Hi,

This is the HTML::SimpleParse module.  It is a bare-bones HTML parser,
similar to HTML::Parser, but with a couple important distinctions:


First, HTML::Parser knows which tags can contain other tags, which start
tags have corresponding end tags, which tags can exist only in the <HEAD>
portion of the document, and so forth.  HTML::SimpleParse does not know any
of these things.  It just finds tags and text in the HTML you give it, it
does not care about the specific content of these tags (though it does
distiguish between different _types_ of tags, such as comments, starting
tags like <b>, ending tags like </b>, and so on).
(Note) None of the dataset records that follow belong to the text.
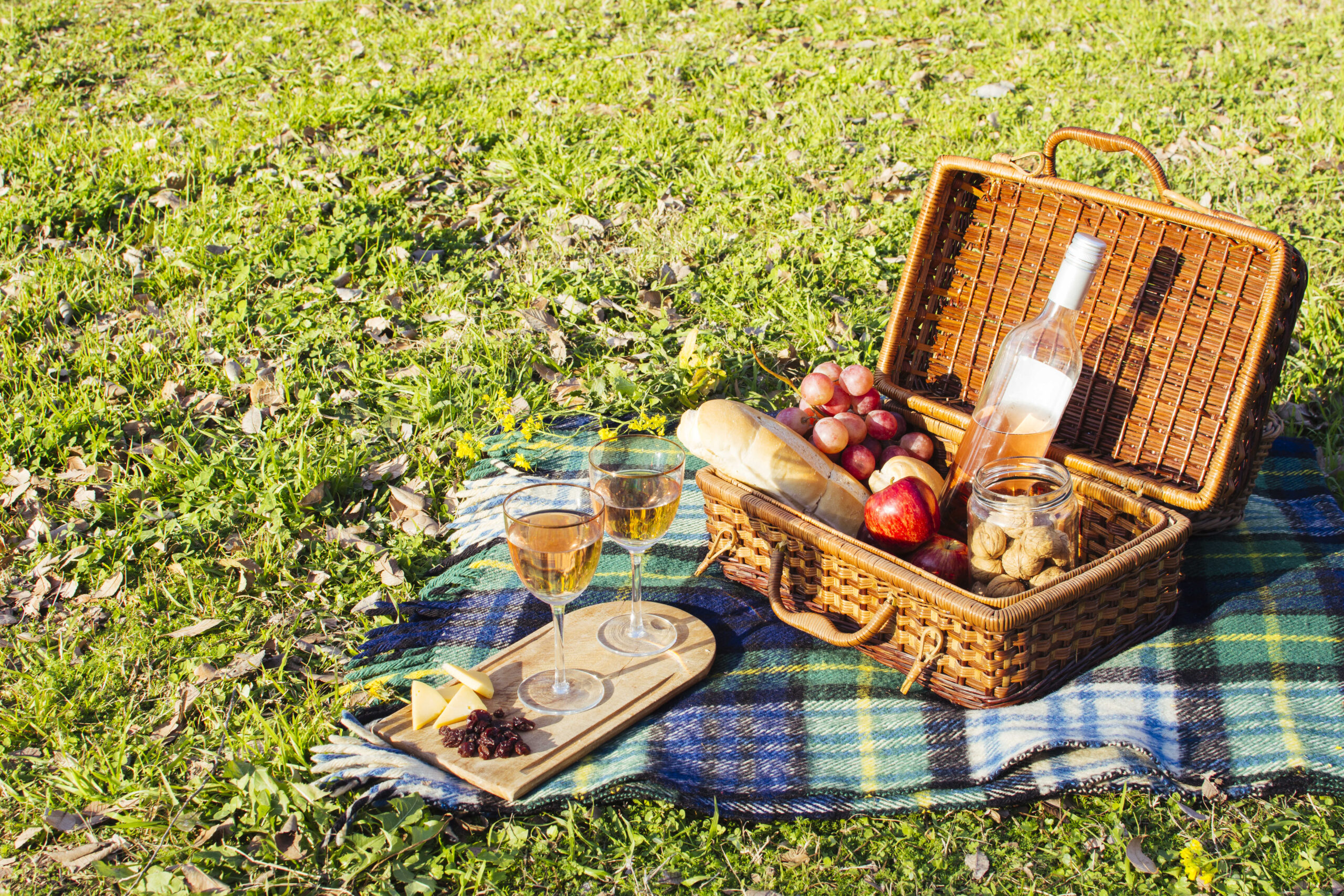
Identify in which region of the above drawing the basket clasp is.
[900,626,945,694]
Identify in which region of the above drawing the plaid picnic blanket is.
[314,428,1344,818]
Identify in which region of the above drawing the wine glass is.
[589,435,686,657]
[504,482,606,716]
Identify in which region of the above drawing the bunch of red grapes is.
[777,361,933,482]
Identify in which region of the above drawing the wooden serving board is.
[372,600,718,799]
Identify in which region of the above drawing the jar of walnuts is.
[967,457,1079,598]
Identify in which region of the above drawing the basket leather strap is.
[900,626,945,693]
[766,543,897,648]
[695,528,732,577]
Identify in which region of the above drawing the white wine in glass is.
[589,435,686,657]
[504,482,606,716]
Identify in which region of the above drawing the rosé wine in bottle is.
[941,234,1106,533]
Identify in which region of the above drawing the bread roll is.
[676,399,868,535]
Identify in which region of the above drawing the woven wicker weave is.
[696,469,1190,708]
[876,128,1306,532]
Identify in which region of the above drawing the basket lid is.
[876,128,1305,511]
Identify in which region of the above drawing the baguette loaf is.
[676,399,868,535]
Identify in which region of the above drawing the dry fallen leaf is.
[511,308,561,333]
[149,682,200,740]
[47,836,125,872]
[215,650,266,678]
[191,818,234,849]
[359,454,411,489]
[41,809,111,834]
[14,827,41,849]
[570,215,606,236]
[177,864,231,896]
[1125,834,1157,874]
[247,379,285,407]
[327,526,386,553]
[159,380,187,402]
[168,619,223,638]
[374,553,406,588]
[276,814,308,862]
[967,849,989,880]
[90,572,125,600]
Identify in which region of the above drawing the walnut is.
[993,511,1035,539]
[1031,567,1065,588]
[970,555,1004,582]
[985,575,1027,598]
[970,521,1008,557]
[1017,525,1070,563]
[1000,541,1047,581]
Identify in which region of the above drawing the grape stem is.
[751,348,799,392]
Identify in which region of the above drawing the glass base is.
[597,613,676,657]
[518,669,606,716]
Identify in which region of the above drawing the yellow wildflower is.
[485,389,513,423]
[523,414,542,442]
[457,433,485,461]
[631,411,668,435]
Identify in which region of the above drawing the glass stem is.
[551,606,570,693]
[631,551,648,638]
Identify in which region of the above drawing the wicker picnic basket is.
[876,128,1306,533]
[696,128,1306,708]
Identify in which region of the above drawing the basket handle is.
[1039,128,1171,195]
[766,547,897,648]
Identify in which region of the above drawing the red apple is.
[906,535,970,587]
[840,445,878,482]
[813,384,854,416]
[812,361,842,383]
[854,523,883,551]
[863,411,905,442]
[863,476,942,553]
[845,388,881,416]
[835,411,868,445]
[878,445,914,469]
[900,433,933,461]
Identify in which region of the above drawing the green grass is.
[0,0,1344,893]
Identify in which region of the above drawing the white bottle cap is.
[1049,234,1106,310]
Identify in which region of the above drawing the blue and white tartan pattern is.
[314,433,1344,818]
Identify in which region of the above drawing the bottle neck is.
[1036,300,1078,328]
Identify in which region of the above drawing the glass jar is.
[967,457,1080,599]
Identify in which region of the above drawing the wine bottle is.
[941,234,1106,532]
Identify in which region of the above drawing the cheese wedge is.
[444,662,495,700]
[434,687,485,728]
[411,681,447,731]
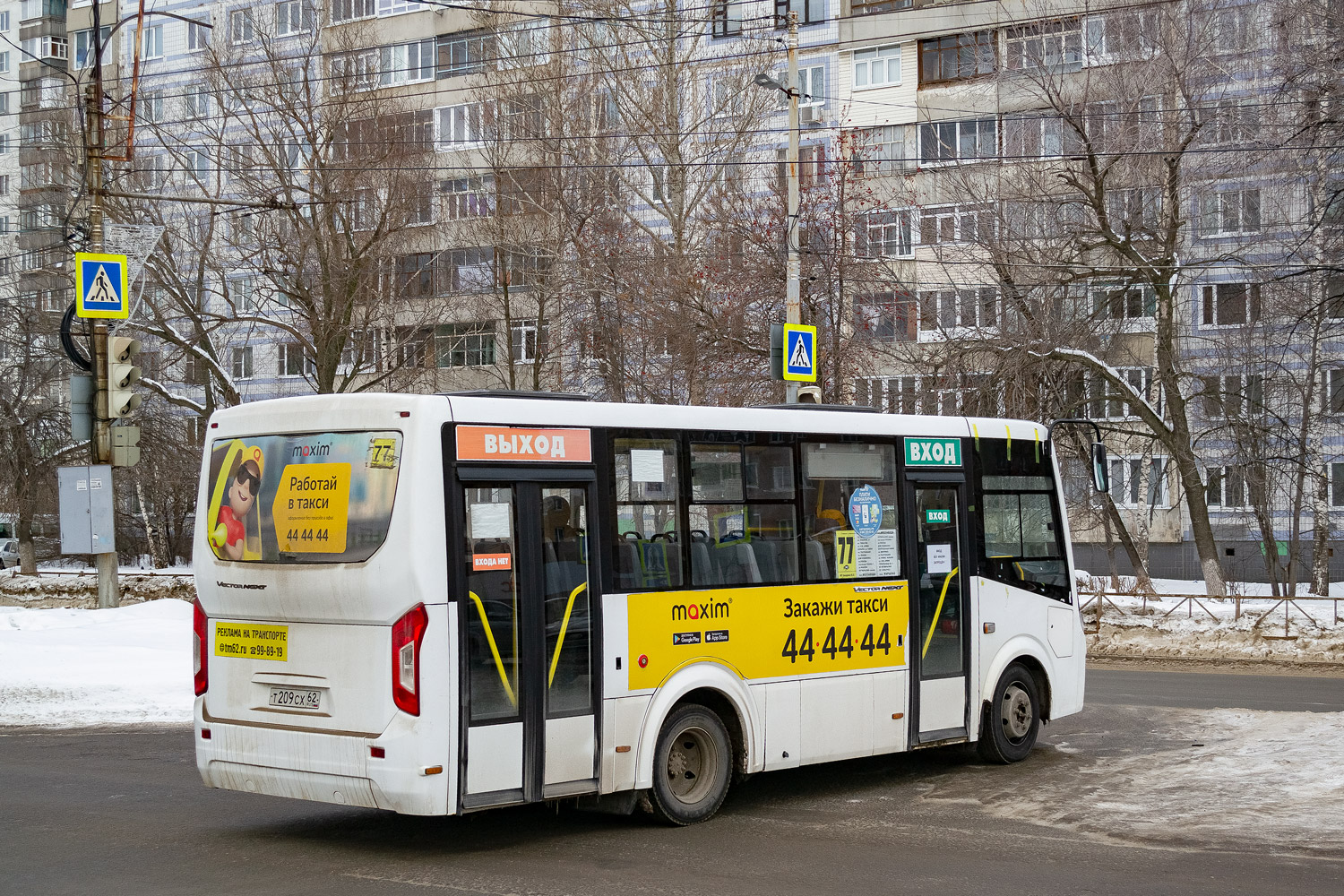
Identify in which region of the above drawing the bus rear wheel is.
[648,702,733,825]
[976,662,1040,764]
Second, HTML::SimpleParse does not create a hierarchical tree of HTML
content, but rather a simple linear list.  It does not pay any attention to
balancing start tags with corresponding end tags, or which pairs of tags are
inside other pairs of tags.

Because of these characteristics, you can make a very effective HTML filter
by sub-classing HTML::SimpleParse.  For example, to remove all comments:

 package NoComment;
 use HTML::SimpleParse;
 @ISA = qw(HTML::SimpleParse);
 sub output_comment {}
 
 package main;
 NoComment->new($some_html)->output;


For more specific information, please see the documentation inside
SimpleParse.pm, by doing "pod2txt SimpleParse.pm", or "perldoc
HTML::SimpleParse" once you've installed the module.

To install the module, do the usual:

   perl Makefile.PL
   make
   make test
   make install

-Ken Williams